About the review
This systematic review evaluates the scientific literature on bites published until June 2014.
It aims to answer the following clinical question:
- Is this an abusive bite?
The review attempts to answer this question by exploring the epidemiology of childhood bites in the literature and identifying the specific features which suggest that a skin lesion on a child is a bite.
The implications for practice and research, and other useful references are included in the review.
- A human bite on a child should be suspected if there is any 2-5cm oval/circular injury, with a circumscribed annular border, with or without central ecchymosis.
- Any suspicious lesion must have photographs taken with a right-angled measuring device and these need to be taken in each plane if the injury is on a curved surface.
- Early referral of suspicious injuries to forensic dentists is mandatory to enable possible identification of a specific perpetrator.

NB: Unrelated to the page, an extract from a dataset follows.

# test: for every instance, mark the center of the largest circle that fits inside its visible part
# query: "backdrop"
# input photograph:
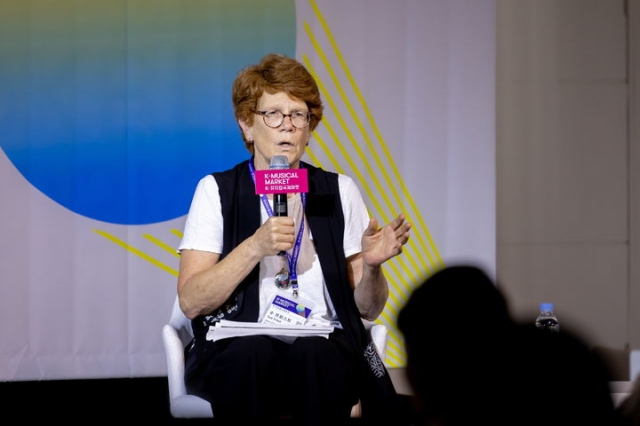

Disclaimer: This is a summary of the systematic review findings up to the date of our most recent literature search. If you have a specific clinical case, we strongly recommend you read all of the relevant references as cited and look for additional material published outside our search dates
Original reviews and content © Cardiff University, funded by NSPCC
While the format of each review has been revised to fit the style of the College and amalgamated into a comprehensive document, the content remains unchanged until reviewed and new evidence is identified and added to the evidence-base. Updated content will be indicated on individual review pages.